COUNTRY’S three public health experts have expressed concern over the government’s wrong outlook to testing and surveillance, including charging patients a fee, saying that it is hampering the response for Covid-19 pandemic tests. In June, the government decided to charge Tk 200 for a Corona testing at government facilities and Tk 500 for a sample collected from home, while the private sector charges Tk 3,500 per test, thereby creating barriers to effective control of the virus.
According to a report published on Saturday in the UK-based weekly medical journal — The Lancet — since the decision, testing rates have fallen drastically to around 0.8 tests per 1000 people a day, with a low of just 0.06 tests per 1000 people in August. Bangladesh is administering on average between 12,000 and 15,000 tests per day for a population of 168 million. Till Sunday, Bangladesh recorded 3,08,925 Covid-19 cases with 4,206 deaths.
Media reports said, the three health experts have told the global medical journal that the number of tests per day was not enough considering the density of population. With Bangladesh in the grip of the monsoon season and the dengue season approaching, they expressed concern about the spread of Coronavirus throughout the country. They also feared that the worst was yet to come. The pandemic had exposed the ‘vulnerable’ healthcare system in the country.
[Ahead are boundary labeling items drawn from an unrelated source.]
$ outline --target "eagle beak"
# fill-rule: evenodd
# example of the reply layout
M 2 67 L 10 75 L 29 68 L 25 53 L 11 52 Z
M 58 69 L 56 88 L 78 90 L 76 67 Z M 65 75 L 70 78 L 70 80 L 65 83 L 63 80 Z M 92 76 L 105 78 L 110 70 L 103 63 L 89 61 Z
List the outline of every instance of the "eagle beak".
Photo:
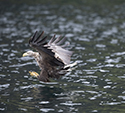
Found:
M 28 54 L 27 54 L 27 53 L 24 53 L 24 54 L 23 54 L 23 57 L 25 57 L 25 56 L 28 56 Z
M 29 73 L 30 73 L 31 76 L 35 76 L 35 77 L 39 76 L 39 74 L 35 71 L 29 71 Z

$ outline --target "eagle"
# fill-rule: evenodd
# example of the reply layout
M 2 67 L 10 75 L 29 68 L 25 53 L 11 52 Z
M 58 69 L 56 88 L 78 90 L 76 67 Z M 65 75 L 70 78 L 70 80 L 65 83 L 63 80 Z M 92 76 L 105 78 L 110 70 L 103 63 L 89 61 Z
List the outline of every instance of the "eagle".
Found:
M 65 75 L 67 70 L 76 65 L 70 64 L 71 55 L 73 51 L 65 49 L 69 43 L 65 43 L 66 37 L 54 35 L 50 41 L 47 42 L 48 36 L 43 36 L 42 33 L 36 31 L 29 39 L 29 45 L 37 52 L 27 51 L 23 54 L 25 56 L 33 57 L 40 67 L 40 74 L 34 71 L 29 71 L 30 75 L 37 77 L 40 81 L 50 82 L 49 78 L 59 78 Z

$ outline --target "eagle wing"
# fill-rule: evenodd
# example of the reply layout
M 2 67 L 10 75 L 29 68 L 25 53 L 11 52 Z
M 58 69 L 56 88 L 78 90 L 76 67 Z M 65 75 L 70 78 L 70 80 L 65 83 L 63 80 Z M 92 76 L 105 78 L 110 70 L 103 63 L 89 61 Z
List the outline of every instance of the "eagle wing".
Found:
M 53 66 L 69 64 L 72 51 L 64 49 L 65 45 L 62 45 L 66 38 L 55 38 L 54 35 L 47 43 L 47 36 L 43 37 L 43 34 L 44 31 L 40 35 L 36 31 L 29 40 L 29 44 L 39 52 L 42 61 L 47 61 L 47 63 Z

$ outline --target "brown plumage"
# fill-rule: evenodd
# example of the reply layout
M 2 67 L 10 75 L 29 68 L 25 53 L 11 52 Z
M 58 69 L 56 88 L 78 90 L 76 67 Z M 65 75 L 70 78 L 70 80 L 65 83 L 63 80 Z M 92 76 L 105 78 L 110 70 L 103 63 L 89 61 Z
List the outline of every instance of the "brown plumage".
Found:
M 64 49 L 63 45 L 65 37 L 55 38 L 55 35 L 47 43 L 47 36 L 43 37 L 44 32 L 38 35 L 37 31 L 30 38 L 29 45 L 35 48 L 38 52 L 28 51 L 23 56 L 32 56 L 37 61 L 41 72 L 35 74 L 30 72 L 31 75 L 36 76 L 40 81 L 49 82 L 49 78 L 59 78 L 60 75 L 64 75 L 63 72 L 68 67 L 65 66 L 70 64 L 70 57 L 72 51 Z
One of the experts also said that the death rate from virus was ‘four times higher’ than the recorded figure. The Ministry of Health, however, did not respond to The Lancet’s request for comment in this regard.
The experts said the country spends just 0.69 per cent of Gross Domestic Product (GDP) on the health sector, which makes Bangladesh one of the lowest spenders on health globally. Already a number of people had died of Covid-19 but had not been tested, or had died before they had received their test results. Besides, there is a lack of confidence in the healthcare system, so people don’t want to get tested because they don’t want to get a result they don’t trust.
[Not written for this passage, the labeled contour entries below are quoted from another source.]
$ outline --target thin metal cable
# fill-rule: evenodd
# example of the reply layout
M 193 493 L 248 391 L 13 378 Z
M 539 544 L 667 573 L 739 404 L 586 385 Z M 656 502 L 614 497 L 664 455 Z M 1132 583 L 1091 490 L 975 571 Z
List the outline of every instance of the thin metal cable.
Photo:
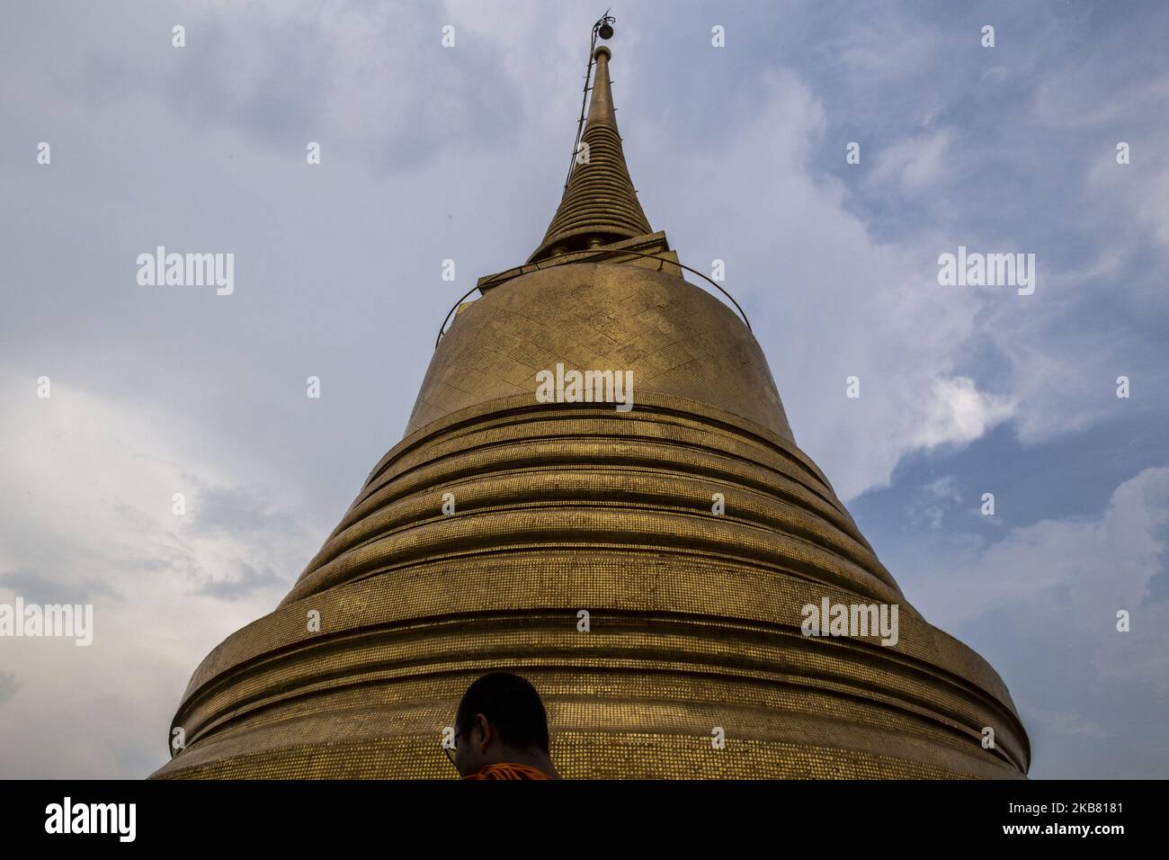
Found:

It is to be noted that the country had witnessed testing scams. Regent Hospital owner Mohammad Shahed, who was accused of issuing thousands of fake negative coronavirus test results to patients at his two clinics in the city, was arrested in July while trying to flee to India. Another well-known doctor Dr Sabrina Arif and her husband Arif Chowdhury of JKG Healthcare were also arrested for issuing thousands of fake virus certificates at their Dhaka laboratory.
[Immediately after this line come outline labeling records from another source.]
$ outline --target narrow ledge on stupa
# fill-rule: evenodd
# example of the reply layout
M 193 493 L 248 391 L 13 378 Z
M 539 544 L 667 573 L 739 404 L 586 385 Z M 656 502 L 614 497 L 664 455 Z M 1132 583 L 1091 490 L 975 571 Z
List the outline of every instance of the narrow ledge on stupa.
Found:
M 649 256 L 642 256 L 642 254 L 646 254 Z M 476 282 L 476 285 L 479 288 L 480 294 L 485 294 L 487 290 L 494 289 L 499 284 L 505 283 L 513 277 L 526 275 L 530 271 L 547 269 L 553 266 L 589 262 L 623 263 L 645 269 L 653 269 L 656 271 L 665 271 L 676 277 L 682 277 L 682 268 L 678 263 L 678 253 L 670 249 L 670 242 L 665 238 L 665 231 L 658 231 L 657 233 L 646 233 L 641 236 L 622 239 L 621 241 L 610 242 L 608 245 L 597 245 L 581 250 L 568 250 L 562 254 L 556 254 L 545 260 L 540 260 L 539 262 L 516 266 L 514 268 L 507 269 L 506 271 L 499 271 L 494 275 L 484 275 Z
It is a common knowledge that Bangladesh’s testing capacity is still extremely insufficient for its population. The country remains at the bottom among the South Asian countries in terms of the number of tests being conducted. Since the shortage of testing kits could be a major setback for containing the spread of the virus, the government should take every step necessary to ensure smooth supply of them to all the hospitals and labs, marked for Corona patients.